10. Will the idea of 'career anchors', allowing civil servants greater movement between private, voluntary and public sectors during their careers, be effective in enhancing skills? What effect might such a policy have on the structure and culture of the Civil Service?
11. Are the current rules regulating the business activities of civil servants too restrictive? Is there concrete evidence that the rules are deterring highly able people from joining the Service?
Politics and the Civil Service
There has been considerable debate about the alleged politicisation of the Civil Service. At the moment almost all civil servants are required to be politically neutral and prepared to serve governments of any persuasion. It has recently been suggested (by Ed Straw in a Demos pamphlet) that Ministers should be allowed to appoint senior officials. The Committee seeks views on these issues.

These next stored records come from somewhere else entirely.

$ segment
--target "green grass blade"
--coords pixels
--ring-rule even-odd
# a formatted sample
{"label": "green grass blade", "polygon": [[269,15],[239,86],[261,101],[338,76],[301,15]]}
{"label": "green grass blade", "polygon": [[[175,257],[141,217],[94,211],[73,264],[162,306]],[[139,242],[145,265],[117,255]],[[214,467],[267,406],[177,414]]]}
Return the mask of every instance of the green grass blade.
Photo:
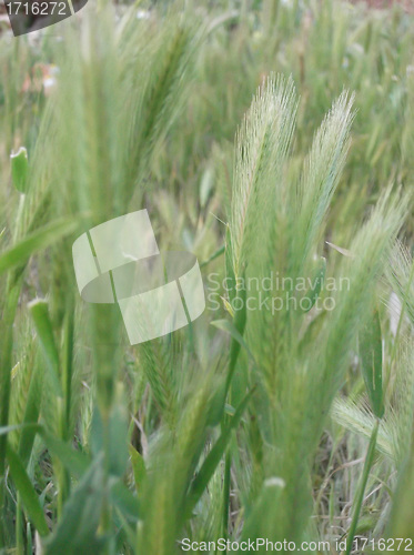
{"label": "green grass blade", "polygon": [[361,366],[373,413],[381,418],[383,404],[383,354],[378,312],[367,322],[360,333]]}
{"label": "green grass blade", "polygon": [[53,393],[62,397],[62,385],[59,375],[59,351],[54,341],[53,325],[49,315],[49,305],[47,301],[36,299],[29,303],[29,310],[47,362]]}
{"label": "green grass blade", "polygon": [[32,254],[57,243],[77,229],[78,222],[73,221],[73,218],[65,218],[33,231],[0,255],[0,274],[24,265]]}
{"label": "green grass blade", "polygon": [[20,493],[30,519],[39,534],[42,537],[47,536],[49,534],[49,527],[46,522],[43,509],[40,506],[38,494],[24,470],[23,463],[10,445],[8,445],[7,448],[7,460],[9,462],[11,477]]}

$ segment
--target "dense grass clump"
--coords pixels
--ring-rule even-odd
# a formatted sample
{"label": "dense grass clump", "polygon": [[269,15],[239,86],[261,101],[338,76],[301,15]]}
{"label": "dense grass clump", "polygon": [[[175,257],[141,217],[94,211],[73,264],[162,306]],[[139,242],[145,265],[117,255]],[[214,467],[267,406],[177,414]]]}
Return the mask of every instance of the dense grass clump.
{"label": "dense grass clump", "polygon": [[[410,547],[413,29],[263,0],[2,32],[1,553]],[[72,244],[143,208],[206,310],[130,345]]]}

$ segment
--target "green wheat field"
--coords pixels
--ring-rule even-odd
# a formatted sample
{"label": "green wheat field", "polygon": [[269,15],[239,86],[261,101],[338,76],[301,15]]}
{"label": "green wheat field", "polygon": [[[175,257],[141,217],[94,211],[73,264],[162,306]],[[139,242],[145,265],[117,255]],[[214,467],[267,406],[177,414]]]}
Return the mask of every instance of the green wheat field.
{"label": "green wheat field", "polygon": [[[398,3],[2,20],[0,553],[413,551],[413,184]],[[72,244],[142,209],[206,307],[131,345]]]}

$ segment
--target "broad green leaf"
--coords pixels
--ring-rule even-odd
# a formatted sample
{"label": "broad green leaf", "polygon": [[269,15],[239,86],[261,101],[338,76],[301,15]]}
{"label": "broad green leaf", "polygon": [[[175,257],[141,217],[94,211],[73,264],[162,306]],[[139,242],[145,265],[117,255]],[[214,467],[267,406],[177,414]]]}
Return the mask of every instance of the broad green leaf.
{"label": "broad green leaf", "polygon": [[73,218],[65,218],[48,223],[43,228],[32,232],[0,254],[0,274],[12,268],[24,265],[32,254],[57,243],[60,239],[73,233],[77,229],[78,222]]}
{"label": "broad green leaf", "polygon": [[38,494],[30,482],[23,463],[10,445],[7,447],[7,460],[9,462],[11,477],[13,478],[16,487],[20,493],[29,518],[32,521],[39,534],[41,536],[47,536],[49,534],[49,528],[43,509],[39,503]]}
{"label": "broad green leaf", "polygon": [[121,480],[117,480],[111,486],[110,498],[125,518],[130,519],[132,517],[135,521],[139,518],[139,501]]}
{"label": "broad green leaf", "polygon": [[360,333],[360,356],[372,411],[375,416],[381,418],[384,414],[382,383],[383,356],[381,323],[376,310],[372,319]]}
{"label": "broad green leaf", "polygon": [[28,306],[47,362],[53,393],[62,397],[63,393],[59,375],[59,351],[54,342],[53,326],[49,316],[48,303],[41,299],[36,299],[29,303]]}
{"label": "broad green leaf", "polygon": [[46,555],[98,554],[102,539],[97,536],[104,495],[102,457],[90,466],[63,506],[62,517],[44,542]]}
{"label": "broad green leaf", "polygon": [[28,151],[20,147],[16,154],[10,154],[11,179],[20,193],[27,193],[28,182]]}

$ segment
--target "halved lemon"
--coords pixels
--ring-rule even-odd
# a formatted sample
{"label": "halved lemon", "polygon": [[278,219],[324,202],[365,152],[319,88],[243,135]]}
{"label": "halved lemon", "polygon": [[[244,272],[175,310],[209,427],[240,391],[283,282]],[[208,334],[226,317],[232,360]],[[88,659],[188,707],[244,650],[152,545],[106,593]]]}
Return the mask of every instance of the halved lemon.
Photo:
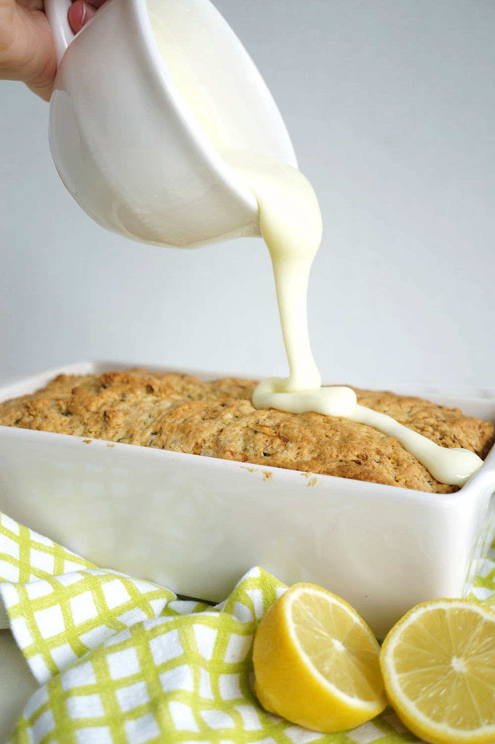
{"label": "halved lemon", "polygon": [[318,731],[368,721],[386,705],[380,647],[350,605],[313,584],[294,584],[255,636],[255,689],[263,707]]}
{"label": "halved lemon", "polygon": [[470,600],[413,607],[380,658],[399,717],[433,744],[495,742],[495,612]]}

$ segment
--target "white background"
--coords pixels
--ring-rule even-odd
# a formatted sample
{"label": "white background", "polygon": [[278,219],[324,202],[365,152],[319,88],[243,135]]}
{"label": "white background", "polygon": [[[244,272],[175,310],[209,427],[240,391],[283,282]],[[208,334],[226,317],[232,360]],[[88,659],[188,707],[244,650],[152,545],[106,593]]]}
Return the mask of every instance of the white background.
{"label": "white background", "polygon": [[[494,387],[495,3],[215,0],[319,195],[326,382]],[[0,82],[0,373],[89,358],[285,374],[261,240],[194,251],[93,224],[48,106]]]}

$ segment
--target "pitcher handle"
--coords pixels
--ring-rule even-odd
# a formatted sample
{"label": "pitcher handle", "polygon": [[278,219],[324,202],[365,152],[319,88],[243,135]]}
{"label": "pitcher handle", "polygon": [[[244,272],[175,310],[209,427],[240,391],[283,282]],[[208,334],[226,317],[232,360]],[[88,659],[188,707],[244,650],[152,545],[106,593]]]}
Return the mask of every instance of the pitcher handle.
{"label": "pitcher handle", "polygon": [[75,36],[68,23],[68,9],[71,4],[71,0],[45,0],[45,13],[55,42],[57,67]]}

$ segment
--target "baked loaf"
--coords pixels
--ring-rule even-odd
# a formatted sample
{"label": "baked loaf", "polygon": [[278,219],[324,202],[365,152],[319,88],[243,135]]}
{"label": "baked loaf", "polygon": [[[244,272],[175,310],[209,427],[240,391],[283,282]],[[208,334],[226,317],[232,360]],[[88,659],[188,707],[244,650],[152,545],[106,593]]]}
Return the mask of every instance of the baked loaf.
{"label": "baked loaf", "polygon": [[[395,437],[321,414],[256,411],[256,385],[145,370],[59,375],[43,390],[0,404],[0,424],[75,434],[255,465],[449,493]],[[388,414],[444,447],[485,458],[488,421],[420,398],[356,390],[362,405]]]}

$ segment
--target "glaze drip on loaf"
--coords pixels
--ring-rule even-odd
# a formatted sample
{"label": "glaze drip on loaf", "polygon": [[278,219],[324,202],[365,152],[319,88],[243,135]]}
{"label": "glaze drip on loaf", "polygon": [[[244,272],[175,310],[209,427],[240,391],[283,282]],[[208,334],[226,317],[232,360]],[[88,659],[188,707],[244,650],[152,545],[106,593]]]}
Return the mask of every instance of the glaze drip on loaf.
{"label": "glaze drip on loaf", "polygon": [[[255,465],[450,493],[397,442],[363,424],[321,414],[255,410],[257,383],[145,370],[59,375],[42,390],[0,404],[0,425],[122,442]],[[488,421],[421,398],[354,388],[357,402],[444,447],[485,458]]]}

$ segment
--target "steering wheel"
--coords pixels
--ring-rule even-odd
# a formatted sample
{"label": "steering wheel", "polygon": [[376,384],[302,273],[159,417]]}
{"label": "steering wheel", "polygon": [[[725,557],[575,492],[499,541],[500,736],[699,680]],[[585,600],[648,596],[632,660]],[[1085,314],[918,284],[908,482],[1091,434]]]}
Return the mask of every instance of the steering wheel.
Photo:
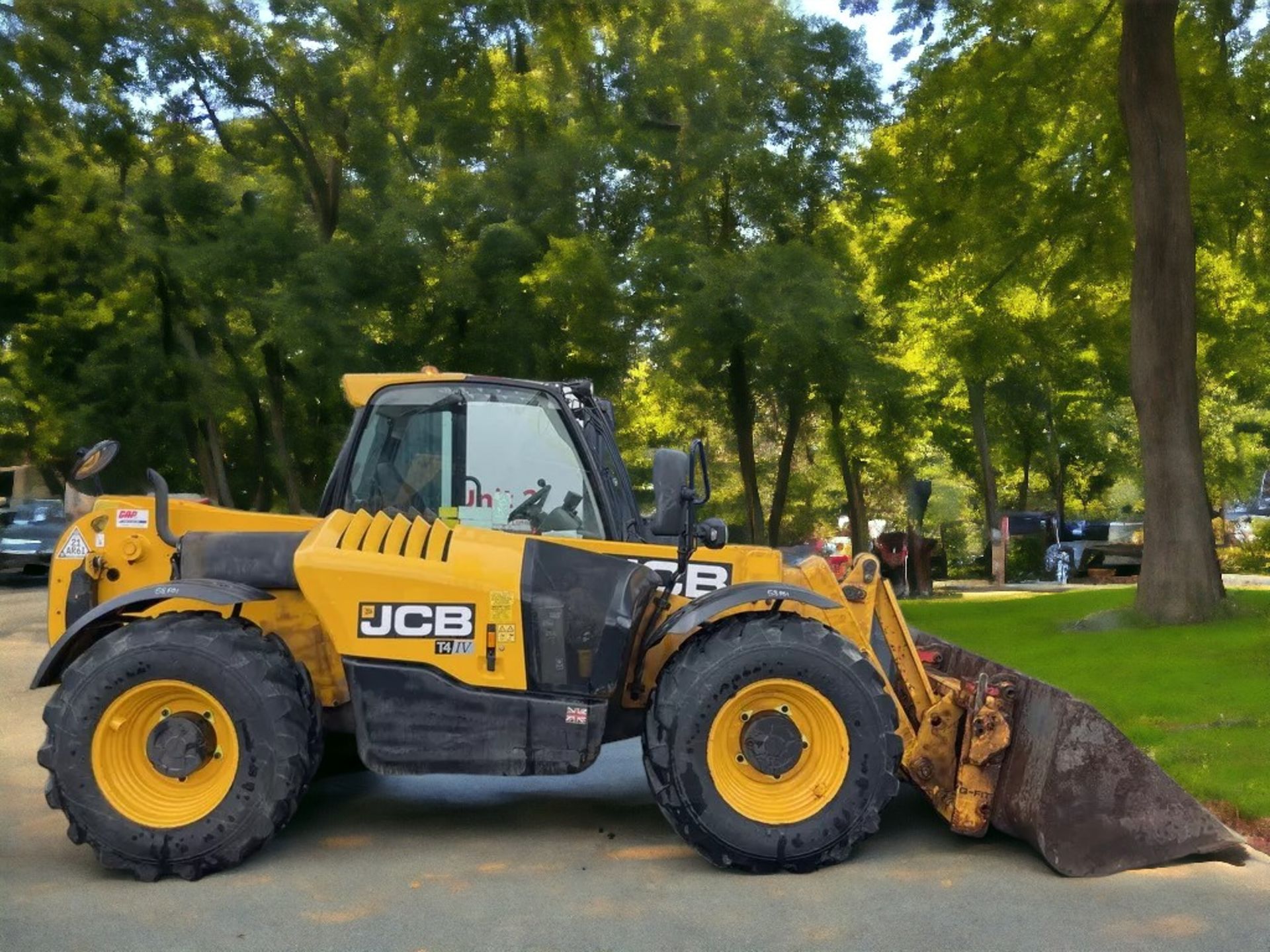
{"label": "steering wheel", "polygon": [[514,522],[516,519],[528,519],[536,528],[538,519],[542,518],[542,504],[547,501],[547,496],[550,494],[551,486],[547,485],[547,481],[538,480],[538,487],[535,490],[533,495],[509,512],[507,514],[507,520]]}

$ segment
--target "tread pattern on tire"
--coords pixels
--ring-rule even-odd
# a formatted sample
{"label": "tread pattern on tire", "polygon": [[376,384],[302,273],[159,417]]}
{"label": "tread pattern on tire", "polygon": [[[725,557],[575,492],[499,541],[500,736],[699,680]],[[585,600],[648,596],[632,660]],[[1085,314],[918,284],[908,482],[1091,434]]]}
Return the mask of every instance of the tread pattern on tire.
{"label": "tread pattern on tire", "polygon": [[[274,745],[274,770],[282,795],[273,801],[269,815],[258,816],[248,835],[226,850],[212,850],[194,858],[137,861],[95,835],[93,823],[80,816],[75,800],[65,795],[55,772],[56,732],[67,716],[67,698],[94,670],[128,652],[141,658],[147,647],[180,644],[197,645],[220,655],[227,669],[248,674],[250,680],[262,685],[262,701],[277,726],[276,741],[281,741]],[[44,724],[47,731],[37,760],[48,770],[44,784],[48,806],[66,815],[66,835],[75,844],[93,847],[102,866],[124,869],[147,882],[168,875],[197,880],[241,863],[291,820],[321,763],[321,707],[307,668],[295,660],[277,635],[265,635],[245,618],[226,618],[217,612],[170,612],[130,622],[110,632],[66,669],[44,707]]]}
{"label": "tread pattern on tire", "polygon": [[[786,633],[787,632],[787,633]],[[878,745],[883,753],[883,770],[871,778],[872,790],[864,812],[841,839],[819,853],[796,858],[768,859],[721,847],[702,826],[687,797],[677,783],[671,757],[671,735],[682,715],[676,685],[681,678],[704,673],[726,659],[739,642],[766,641],[772,646],[789,644],[790,638],[806,640],[820,646],[837,647],[850,669],[851,677],[865,685],[869,699],[878,711],[883,725]],[[697,631],[671,658],[658,677],[658,684],[649,698],[644,729],[644,770],[648,774],[653,797],[672,828],[698,853],[715,866],[753,873],[812,872],[824,866],[845,861],[852,847],[881,824],[883,807],[899,791],[899,759],[903,740],[895,732],[898,715],[895,704],[886,694],[883,679],[872,664],[832,628],[801,616],[771,613],[735,614],[711,622]],[[857,737],[852,736],[852,745]]]}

12. Is there a danger that the Civil Service would be politicised if its structure and culture were to be radically altered?
13. Should Ministers have the opportunity of appointing a significant number of senior civil servants in their departments?
The Civil Service as an employer
The Committee would like to hear views on whether the Civil Service is good at managing and developing its staff. This includes issues such as the quality of management and the effectiveness of training.
14. Does the Civil Service manage its staff effectively?
15. Could the Civil Service do more to attract talented people to work for it?
16. What are the strengths and weaknesses of Civil Service training and development? How might it be improved?
17. Will the recent introduction of Personal Improvement Plans for Senior Civil Servants who are placed in the bottom 20 percent of performers help to address the problem of poor performance?
The Gershon and Lyons Reviews
18. Are the 'Gershon' Review recommendations for strengthening the "frontline" and reducing staff likely to improve services? What are their possible disadvantages?
19. Do you agree with Sir Michael Lyons that reform of the public services will be furthered by relocating civil service posts out of London and the south east? What might be the disadvantages?
20. What is your view of Sir Michael's statement that a new pattern of government services, as proposed in his report, will improve regional growth and national competitiveness?
21. The Civil Service is gradually becoming more diverse. Is the pace of change in diversity fast enough, and are the right measures in place to achieve improvements?
22. How can the Service ensure that its greater diversity really leads to more effective public services?